By using integration by parts we found that the quantities above satisfy following recurrence relations: \begin{eqnarray} {\mathcal I}^{(p,q-p)}_{W-q} &=& 1_{2 p \ge q} \cdot \sum\limits_{j=0}^{q-p-1} \binom{q-p}{j} (-1)^j {\mathcal I}^{(2p-q+j,q-p-j)}_{W-p} + 1_{2p < q}\sum\limits_{j=1}^p \binom{p}{j} (-1)^j {\mathcal I}^{(j,q-p-j)}_{W-q+p} + \\ &&1_{2 p \ge q} \cdot (-1)^{q-p}\left(Li_{W+1}(t) - \sum\limits_{l=1}^{p+1} Li_{W-p+l}(\xi) \cdot \frac{[\log(\frac{t}{\xi})]^{p+1-l}}{(p+1-l)!}\right)-\\ &&1_{2p < q} \cdot (-1)^{q-p}\left(Li_{W+1}(\xi)-\sum\limits_{l=1}^{q-p+1} Li_{W-q+p+l}(t) \frac{\log(\frac{\xi}{t})]^{q-p+1-l}}{(q-p+1-l)!}\right) \end{eqnarray} for $0\le p \le q \le W$. This is a system of $\binom{W+2}{2}$ linear equations for all the unknown quantities $\left\{ {\mathcal I}^{(p,q-p)}_{W-q} \right\}_{0\le p \le q \le W}$ which for a given $W \ge1$ is straightforward to solve on any CAS. For example we have the following: \begin{eqnarray} {\mathcal I}^{(1,2)}_1&=&\frac{1}{2} \text{Li}_3(t) \log ^2\left(\frac{\xi }{t}\right)+2 \text{Li}_4(t) \log \left(\frac{\xi }{t}\right)-\text{Li}_4(\xi ) \log \left(\frac{t}{\xi }\right)+3 \text{Li}_5(t)-3 \text{Li}_5(\xi )\\ {\mathcal I}^{(1,3)}_2&=& -\frac{1}{6} \text{Li}_4(t) \log ^3\left(\frac{\xi }{t}\right)-\text{Li}_5(t) \log ^2\left(\frac{\xi }{t}\right)-3 \text{Li}_6(t) \log \left(\frac{\xi }{t}\right)+\text{Li}_6(\xi ) \log \left(\frac{t}{\xi }\right)-4 \text{Li}_7(t)+4 \text{Li}_7(\xi )\\ {\mathcal I}^{(1,4)}_3 &=& \frac{1}{24} \text{Li}_5(t) \log ^4\left(\frac{\xi }{t}\right)+\frac{1}{3} \text{Li}_6(t) \log ^3\left(\frac{\xi }{t}\right)+\frac{3}{2} \text{Li}_7(t) \log ^2\left(\frac{\xi }{t}\right)+4 \text{Li}_8(t) \log \left(\frac{\xi }{t}\right)-\text{Li}_8(\xi ) \log \left(\frac{t}{\xi }\right)+5 \text{Li}_9(t)-5 \text{Li}_9(\xi ) \end{eqnarray} Now, my question is can we actually find a closed form expression for the quantities in question or otherwise do we always have to resort to CAS to solve the equations in question?

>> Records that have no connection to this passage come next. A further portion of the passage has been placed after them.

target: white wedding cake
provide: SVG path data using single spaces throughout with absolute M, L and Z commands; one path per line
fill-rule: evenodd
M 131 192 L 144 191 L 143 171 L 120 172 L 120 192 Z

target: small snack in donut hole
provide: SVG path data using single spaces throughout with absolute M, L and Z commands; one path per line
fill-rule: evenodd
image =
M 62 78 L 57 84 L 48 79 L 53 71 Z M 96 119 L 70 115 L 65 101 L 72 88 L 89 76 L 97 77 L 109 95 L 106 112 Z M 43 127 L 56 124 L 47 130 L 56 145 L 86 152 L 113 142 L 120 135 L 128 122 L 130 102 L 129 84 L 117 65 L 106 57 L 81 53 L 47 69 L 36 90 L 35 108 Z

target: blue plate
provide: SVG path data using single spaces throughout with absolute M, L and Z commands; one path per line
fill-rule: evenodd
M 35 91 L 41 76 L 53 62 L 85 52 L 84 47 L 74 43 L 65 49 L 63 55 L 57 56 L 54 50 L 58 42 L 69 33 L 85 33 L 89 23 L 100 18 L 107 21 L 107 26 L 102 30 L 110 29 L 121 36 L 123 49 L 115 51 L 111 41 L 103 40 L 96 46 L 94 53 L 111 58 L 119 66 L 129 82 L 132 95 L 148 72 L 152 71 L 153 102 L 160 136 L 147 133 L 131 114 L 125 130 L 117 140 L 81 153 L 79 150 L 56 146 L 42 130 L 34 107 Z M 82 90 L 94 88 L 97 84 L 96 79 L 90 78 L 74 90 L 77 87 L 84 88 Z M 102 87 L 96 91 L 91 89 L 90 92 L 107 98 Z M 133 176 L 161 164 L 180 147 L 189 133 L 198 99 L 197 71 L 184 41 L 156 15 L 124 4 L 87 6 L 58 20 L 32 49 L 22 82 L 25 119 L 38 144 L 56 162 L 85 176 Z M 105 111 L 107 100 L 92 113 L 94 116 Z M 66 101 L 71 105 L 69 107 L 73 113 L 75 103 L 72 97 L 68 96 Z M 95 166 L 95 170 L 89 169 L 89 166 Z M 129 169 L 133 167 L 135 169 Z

The closed form in question reads: \begin{eqnarray} &&{\mathcal I}^{(p,q)}_r = \frac{1}{p! q!} \sum\limits_{l_1=0}^p \sum\limits_{l_2=0}^q \sum\limits_{l_3=1}^{l_1+l_2+1} \binom{p}{l_1} \binom{q}{l_2} (l_1+l_2)_{(l_3-1)} (-1)^{q-1+l_1+l_2+l_3} \cdot \\ &&\left( Li_{r+l_3}(t) [\log(\xi)]^{q-l_2} [\log(t)]^{p+l_2+1-l_3} - Li_{r+l_3}(\xi) [\log(t)]^{p-l_1} [\log(\xi)]^{q+l_1+1-l_3}\right) \end{eqnarray} and it is obtained by expanding the two terms with logarithms into binomial series then by collecting all powers of logs together and then integrating term by term and by using integration by parts in order to evaluate the integrals.